Componentes de formação.  Todos os cursos possuem uma estrutura similar: a) uma componente de formação geral; b) uma componente de formação especifica; c) uma área de projecto/projecto tecnológico.

Críticas: Ao contrário do que seria de esperar esta reforma tem sofrido poucas críticas. Eis os principais argumentos contra a actual reforma:

 a) Uma reforma pouco participada. Alunos, professores e sindicatos queixam-se que não foram consultados. O Ministério afirma que em 1997 participaram em debates cerca de 30 mil professores ("Encontros no Secundário"). Apesar do certo exagero de ambas as partes, uma coisa é certa: não era intenção dos responsáveis do Ministério envolverem os professores na fase de concepção e elaboração. Tudo foi aliás conduzido neste sentido;

 b) Manutenção de dois tipos de cursos, um de primeira e outro de segunda. Os cursos gerais  continuarão a ser preferencialmente procurados por alunos com origens sociais mais elevadas, do que os que se dirigirão para os cursos tecnológicos. As taxas de insucesso escolar serão mais elevadas nos cursos tecnológicos do que nos cursos gerais. Esta é a situação actual, e no futuro será provavelmente a mesma. Nada de novo acontecerá neste capítulo. Nada na reforma se aponta capaz de superar os actuais desequilibrios entre os tipos de cursos. 

c) Um ensino teoricamente mais experimental.
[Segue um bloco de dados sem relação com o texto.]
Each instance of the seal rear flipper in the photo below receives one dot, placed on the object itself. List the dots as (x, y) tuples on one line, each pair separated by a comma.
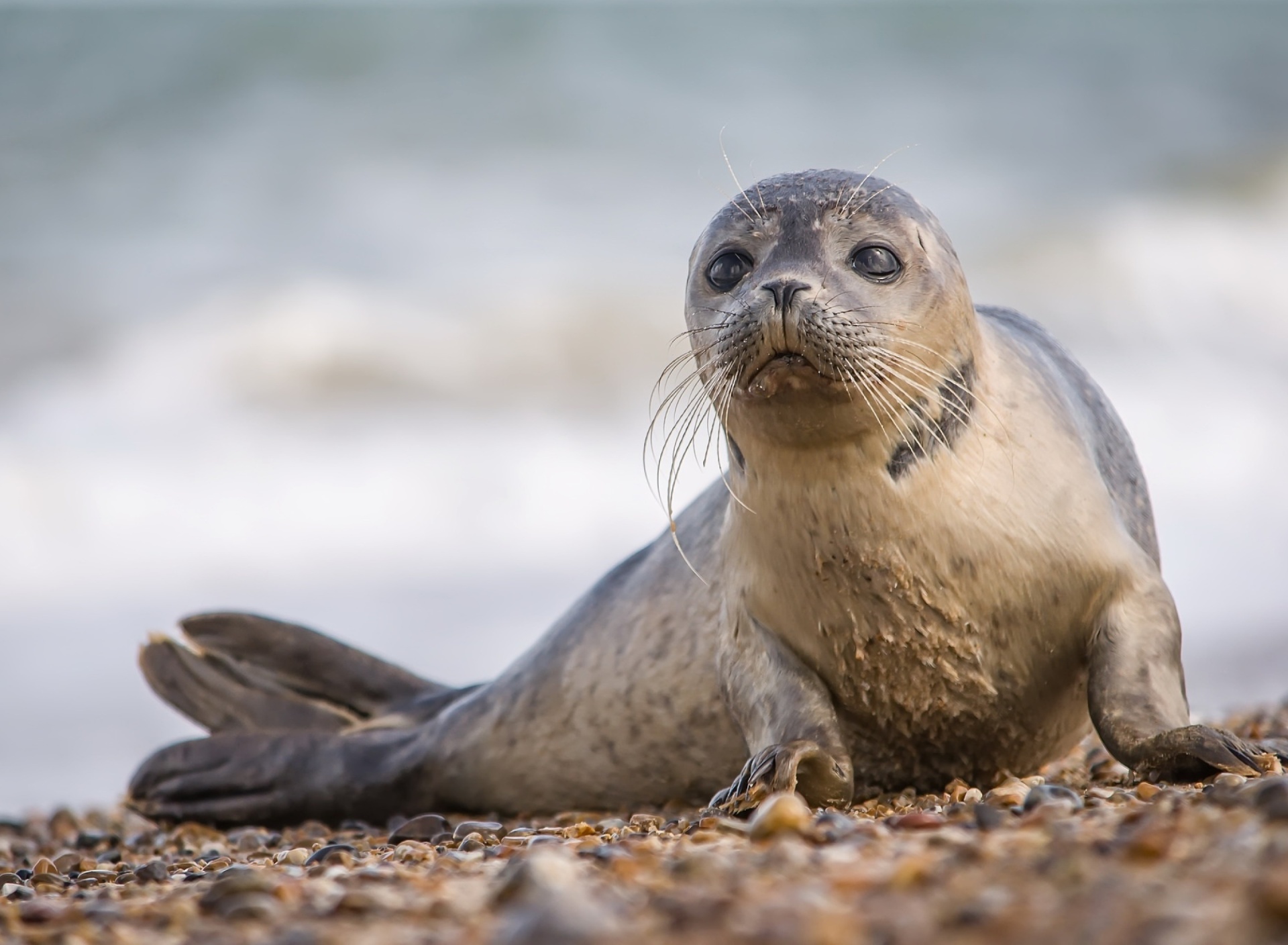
[(225, 697), (308, 662), (284, 778)]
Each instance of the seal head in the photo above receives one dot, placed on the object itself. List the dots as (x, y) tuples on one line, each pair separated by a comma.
[(818, 302)]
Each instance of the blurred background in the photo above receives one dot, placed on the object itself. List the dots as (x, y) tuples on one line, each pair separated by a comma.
[(351, 315)]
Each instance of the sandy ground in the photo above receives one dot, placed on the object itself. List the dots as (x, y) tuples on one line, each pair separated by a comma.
[(1082, 852)]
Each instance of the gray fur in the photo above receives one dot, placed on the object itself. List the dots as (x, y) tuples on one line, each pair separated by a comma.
[(861, 619)]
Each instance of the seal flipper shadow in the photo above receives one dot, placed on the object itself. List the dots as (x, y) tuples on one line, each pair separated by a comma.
[(246, 673)]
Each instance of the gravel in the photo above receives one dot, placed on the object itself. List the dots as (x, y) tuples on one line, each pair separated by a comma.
[(1081, 852)]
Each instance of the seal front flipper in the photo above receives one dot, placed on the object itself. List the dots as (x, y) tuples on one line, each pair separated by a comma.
[(789, 719), (1136, 693), (284, 778), (246, 672)]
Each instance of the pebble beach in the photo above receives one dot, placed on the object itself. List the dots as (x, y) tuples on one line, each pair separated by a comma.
[(1081, 852)]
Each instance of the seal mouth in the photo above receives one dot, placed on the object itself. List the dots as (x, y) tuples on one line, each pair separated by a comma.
[(785, 362), (786, 372)]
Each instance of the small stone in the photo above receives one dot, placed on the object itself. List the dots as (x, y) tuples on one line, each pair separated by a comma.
[(333, 852), (1053, 796), (1271, 764), (425, 827), (88, 840), (154, 872), (833, 827), (93, 877), (66, 863), (988, 817), (1272, 893), (39, 912), (484, 828), (1146, 792), (781, 814), (918, 820), (15, 891), (1010, 793), (241, 893)]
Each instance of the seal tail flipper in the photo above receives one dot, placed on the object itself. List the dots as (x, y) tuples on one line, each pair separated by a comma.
[(223, 697), (246, 672)]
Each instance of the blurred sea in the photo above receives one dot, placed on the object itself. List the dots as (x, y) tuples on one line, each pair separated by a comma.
[(352, 315)]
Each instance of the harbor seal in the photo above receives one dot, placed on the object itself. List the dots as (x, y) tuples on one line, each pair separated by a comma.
[(933, 556)]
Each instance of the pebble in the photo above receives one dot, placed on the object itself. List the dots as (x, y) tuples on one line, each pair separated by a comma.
[(427, 827), (1010, 793), (988, 817), (154, 872), (918, 820), (13, 891), (1053, 796), (781, 814), (484, 828), (1146, 792), (333, 852)]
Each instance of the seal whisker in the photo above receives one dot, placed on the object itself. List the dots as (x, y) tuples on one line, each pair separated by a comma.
[(742, 191), (869, 177), (953, 404)]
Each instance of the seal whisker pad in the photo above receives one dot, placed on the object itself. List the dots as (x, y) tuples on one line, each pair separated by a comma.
[(929, 556)]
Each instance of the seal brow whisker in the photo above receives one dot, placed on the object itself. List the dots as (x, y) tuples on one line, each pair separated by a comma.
[(869, 177), (742, 191)]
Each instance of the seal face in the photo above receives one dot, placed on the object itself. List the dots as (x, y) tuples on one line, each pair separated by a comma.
[(933, 557)]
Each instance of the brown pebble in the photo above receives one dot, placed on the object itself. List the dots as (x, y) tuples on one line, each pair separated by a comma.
[(1010, 793), (154, 872), (781, 814), (66, 863), (487, 828), (425, 827), (918, 820), (334, 852), (38, 912)]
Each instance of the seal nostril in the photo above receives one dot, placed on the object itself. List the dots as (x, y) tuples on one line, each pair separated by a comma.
[(784, 291)]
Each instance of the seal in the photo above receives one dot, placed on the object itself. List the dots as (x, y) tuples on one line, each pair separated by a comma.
[(933, 556)]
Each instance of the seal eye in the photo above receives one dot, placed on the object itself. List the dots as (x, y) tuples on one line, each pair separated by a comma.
[(728, 270), (876, 263)]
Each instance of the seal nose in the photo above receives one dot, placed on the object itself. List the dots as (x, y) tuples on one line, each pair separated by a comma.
[(784, 291)]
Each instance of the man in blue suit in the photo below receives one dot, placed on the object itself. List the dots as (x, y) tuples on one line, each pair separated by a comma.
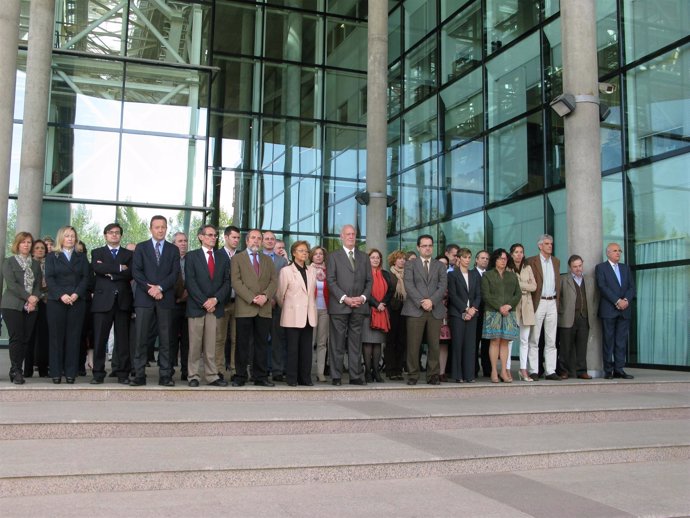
[(617, 290), (207, 276), (155, 268)]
Uma das intenções mais divulgadas pelos responsáveis do Ministério da Educação é a que a nova reforma irá criar um ensino mais experimental. Reconhece-se que para isso será necessário mudar quase tudo, desde a administração escolar aos métodos dos professores, passando pelo equipamento das escolas à pequenez das salas de aula. Trata-se como é obvio, de mais umas tiradas retóricas e verbalistas que rapidamente serão esquecidas. 

d) Reformas & mais reformas. As escolas ainda estão a construir um polémico modelo de autonomia - em vigor desde Maio de 1998 - e, já se lhes pede que se preparem para uma nova reforma. O sistema de ensino continua a ser uma espécie de laboratório, onde cada  nova equipa ministerial realiza impunemente as suas experiências.   
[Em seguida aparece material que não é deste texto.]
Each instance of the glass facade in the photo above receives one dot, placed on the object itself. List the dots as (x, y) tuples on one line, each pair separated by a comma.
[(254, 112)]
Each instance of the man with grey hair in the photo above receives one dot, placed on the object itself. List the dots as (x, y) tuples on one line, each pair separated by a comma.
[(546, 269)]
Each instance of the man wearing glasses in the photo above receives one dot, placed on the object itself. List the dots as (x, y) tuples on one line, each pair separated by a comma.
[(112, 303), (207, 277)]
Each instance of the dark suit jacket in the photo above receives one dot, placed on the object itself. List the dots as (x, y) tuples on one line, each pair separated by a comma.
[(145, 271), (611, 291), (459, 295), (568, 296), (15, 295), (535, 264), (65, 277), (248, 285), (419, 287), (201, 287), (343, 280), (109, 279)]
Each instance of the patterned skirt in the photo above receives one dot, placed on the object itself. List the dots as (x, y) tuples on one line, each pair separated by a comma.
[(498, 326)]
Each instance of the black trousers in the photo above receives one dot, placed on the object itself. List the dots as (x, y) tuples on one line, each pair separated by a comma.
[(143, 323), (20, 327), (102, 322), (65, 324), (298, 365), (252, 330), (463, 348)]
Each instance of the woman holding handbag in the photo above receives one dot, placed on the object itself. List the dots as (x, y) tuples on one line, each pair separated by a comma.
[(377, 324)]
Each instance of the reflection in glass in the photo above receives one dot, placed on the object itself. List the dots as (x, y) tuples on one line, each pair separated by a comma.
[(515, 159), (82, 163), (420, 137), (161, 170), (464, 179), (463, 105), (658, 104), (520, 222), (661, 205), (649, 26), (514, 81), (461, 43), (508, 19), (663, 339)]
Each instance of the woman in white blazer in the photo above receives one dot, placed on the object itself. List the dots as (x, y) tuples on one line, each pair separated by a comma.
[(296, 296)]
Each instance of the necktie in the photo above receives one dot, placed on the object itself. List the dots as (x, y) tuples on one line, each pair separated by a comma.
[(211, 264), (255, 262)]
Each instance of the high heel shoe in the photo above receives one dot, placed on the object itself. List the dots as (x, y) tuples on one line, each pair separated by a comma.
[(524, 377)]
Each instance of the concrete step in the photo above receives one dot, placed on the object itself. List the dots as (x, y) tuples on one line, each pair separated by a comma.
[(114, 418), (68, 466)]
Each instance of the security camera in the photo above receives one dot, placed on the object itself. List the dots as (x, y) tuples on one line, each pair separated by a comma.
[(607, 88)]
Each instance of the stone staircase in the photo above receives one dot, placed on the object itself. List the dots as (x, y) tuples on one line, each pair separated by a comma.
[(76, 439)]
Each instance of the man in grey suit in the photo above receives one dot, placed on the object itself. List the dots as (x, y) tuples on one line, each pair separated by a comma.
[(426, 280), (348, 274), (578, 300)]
Cursos Gerais: passarão a existir 7 cursos gerais: 1) ciências naturais: 2) ciências e tecnologias; 3) artes visuais; 4) artes do espectáculo; 5) ciências sociais e humanas; 6) ciências socio-económicas; 7)  línguas e literaturas. Pretende-se que nestes cursos - orientados para o prosseguimento de estudos - os alunos sejam estimulados para a experimentação, a descoberta, a inovação... Nada de novo é apontado. Recorde-se que esta intenção programática, pelo menos desde o século XVIII faz parte integrante de qualquer reforma do ensino.   
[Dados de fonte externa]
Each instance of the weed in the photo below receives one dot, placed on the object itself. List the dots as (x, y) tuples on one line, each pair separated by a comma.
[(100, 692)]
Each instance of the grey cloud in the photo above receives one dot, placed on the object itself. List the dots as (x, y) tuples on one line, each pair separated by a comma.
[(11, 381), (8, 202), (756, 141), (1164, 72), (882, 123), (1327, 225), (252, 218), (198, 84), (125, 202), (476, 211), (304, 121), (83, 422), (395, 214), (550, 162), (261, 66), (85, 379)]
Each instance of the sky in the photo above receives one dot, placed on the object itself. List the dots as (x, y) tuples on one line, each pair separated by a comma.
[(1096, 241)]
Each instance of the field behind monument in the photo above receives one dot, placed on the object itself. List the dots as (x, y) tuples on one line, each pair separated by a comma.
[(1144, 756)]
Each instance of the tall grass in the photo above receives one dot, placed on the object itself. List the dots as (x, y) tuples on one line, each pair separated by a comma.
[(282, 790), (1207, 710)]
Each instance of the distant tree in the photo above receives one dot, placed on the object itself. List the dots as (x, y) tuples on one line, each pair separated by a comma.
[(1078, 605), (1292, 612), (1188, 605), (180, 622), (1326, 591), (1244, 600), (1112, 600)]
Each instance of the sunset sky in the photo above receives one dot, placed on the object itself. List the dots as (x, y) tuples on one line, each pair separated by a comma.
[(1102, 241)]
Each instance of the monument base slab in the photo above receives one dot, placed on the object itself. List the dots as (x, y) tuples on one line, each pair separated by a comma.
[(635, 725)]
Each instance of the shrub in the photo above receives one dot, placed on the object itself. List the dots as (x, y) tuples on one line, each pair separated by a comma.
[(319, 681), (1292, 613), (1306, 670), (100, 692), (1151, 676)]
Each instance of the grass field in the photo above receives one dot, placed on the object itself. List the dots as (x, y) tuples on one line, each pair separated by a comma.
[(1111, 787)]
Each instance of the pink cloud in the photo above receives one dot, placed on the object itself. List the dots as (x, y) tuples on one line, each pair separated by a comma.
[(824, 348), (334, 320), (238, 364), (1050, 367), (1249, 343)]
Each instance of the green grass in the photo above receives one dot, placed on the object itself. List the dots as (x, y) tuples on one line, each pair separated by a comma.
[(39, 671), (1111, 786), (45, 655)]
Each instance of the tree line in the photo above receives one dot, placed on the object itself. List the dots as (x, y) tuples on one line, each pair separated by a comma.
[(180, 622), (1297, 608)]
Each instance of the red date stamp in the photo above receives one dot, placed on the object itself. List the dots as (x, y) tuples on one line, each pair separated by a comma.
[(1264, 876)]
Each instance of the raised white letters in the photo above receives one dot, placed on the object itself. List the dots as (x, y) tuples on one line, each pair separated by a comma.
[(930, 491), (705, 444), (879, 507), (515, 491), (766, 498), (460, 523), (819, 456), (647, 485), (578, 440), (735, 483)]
Cursos Tecnológicos: passarão a existir 17 cursos tecnológicos. As escolas poderão ainda propor o funcionamento de outros cursos tecnológicos, ou propor, para um dado curso, matérias mais específicas. Cursos tecnológicos propostos: 1) construção civil; 2) electrotecnia/electrónica; 3) informática; 4) mecânica; 5) química e controlo ambiental; 6) equipamento; 7) multimédia; 8) produção audiovisual; 9) administração; 10) técnicas comerciais; 11) acção social; 12) documentação; 13) turismo; 14) serviços jurídicos; 15) desporto; 16) ordenamento do território; 17) ambiente e conservação da natureza; Estes cursos tecnológicos são meramente introdutórios a certas áreas profissionais, e não podem por isso ser confundidos com cursos de natureza profissional. Admite-se todavia a possibilidade das escolas poderem oferecer aos seus alunos uma formação prática num contexto de trabalho, o mesmo é dizer, um estágio numa empresa. Trata-se de uma forma mitigada de formação segundo um modelo próximo da formação em alternância ( a teoria na escola - a prática na empresa).  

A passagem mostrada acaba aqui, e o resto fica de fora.